Activists say campaigning will be required to urge the Ministry of Immigration and Population to correct the ethnic information on national identity cards. This will likely take a long time, says Nan Khin Aye Oo, a program adviser for the Karen Women’s Action Group.
But the promise of change is raising hopes.
“We need exact data for the census. It is not related with elections or politics,” said Susanna Hla Hla Soe, a prominent Karen activist who is representing civil society groups as a member of an advisory committee for the government’s census office.
In addition to their own population counts, ethnic minority groups are working with the UNFPA on a campaign to raise awareness about accurately listing their ethnic identities for the government census, which will be used for development planning.
“We have been holding community workshops to remind the Mon population in Rangoon to identify as the correct ethnic race in the coming 2014 census,” said Nai Soe Aung, project director of the Rangoon-based Mon Population Data Project.
Unlike the government census three decades ago, the government census next year will be computerized, with questionnaires produced in the United Kingdom that can be scanned. A separate questionnaire will be used for people who live with institutions, such as soldiers in the army, officers in the police force, patients in hospitals and permanent hotel residents.
The census will begin on March 29 and is expected to cost an estimated US$60 million. The data collection will take 12 days, with face-to-face interviews to ensure proper data collection.
Internally displaced persons (IDPs) will be invited to participate. Migrant workers and refugees living outside the country will not be counted.

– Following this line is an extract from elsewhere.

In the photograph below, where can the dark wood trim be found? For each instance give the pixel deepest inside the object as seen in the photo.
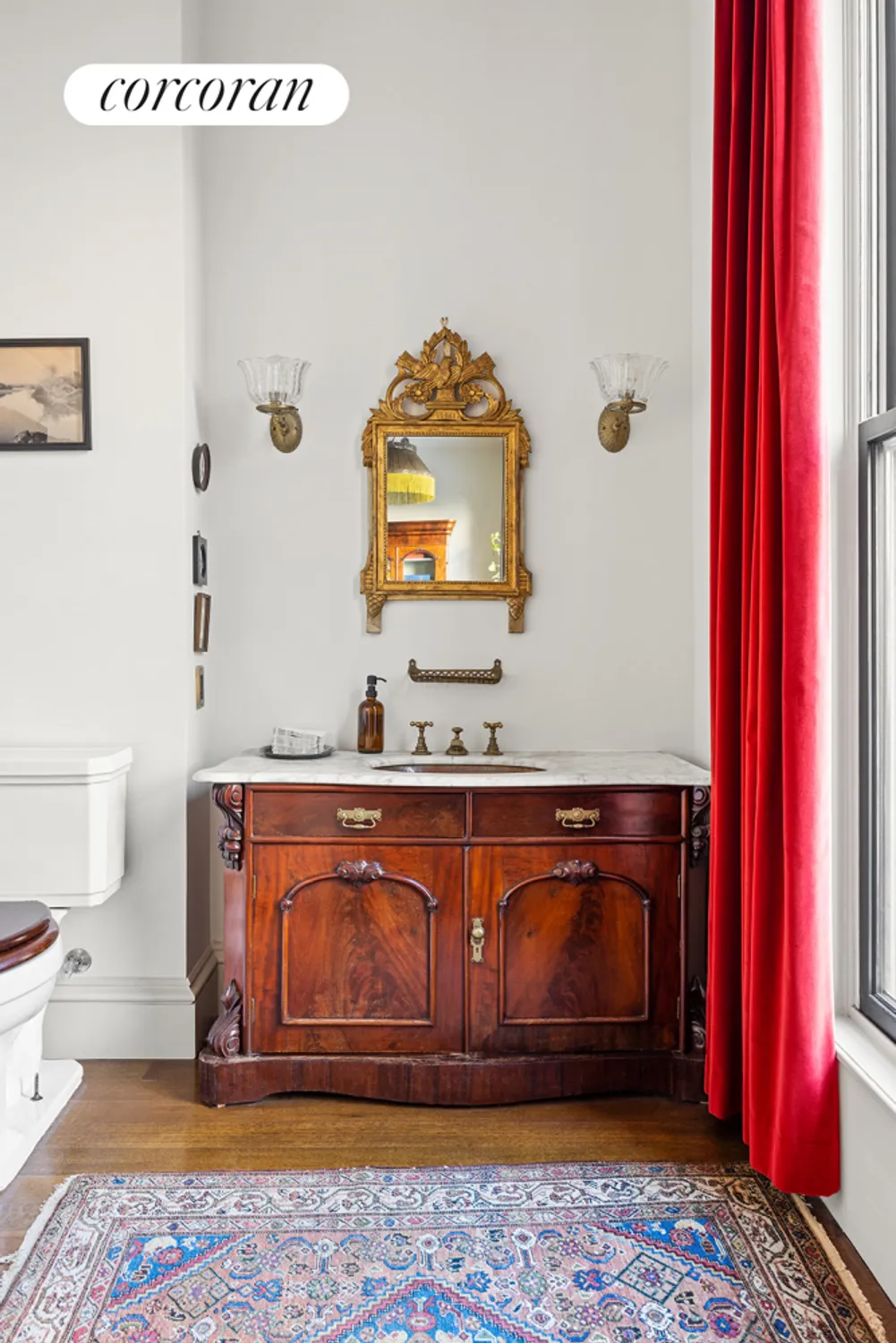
(448, 1080)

“All persons in the country will be counted, including IDPs,” Petra Righetti, who is working on census efforts with the UNFPA. “If a refugee is in Thailand, they will not be counted in the Myanmar [Burma] census. However, there is a census question that asks how many family members are living outside the country.”
She added that Burmese refugees in Thailand are counted in the Thai census.
Most refugees in Thailand and most internally displaced people in Burma are ethnic minorities. Many fled from the country or were displaced from their homes during decades-long conflicts between the government and ethnic rebel groups fighting for greater autonomy.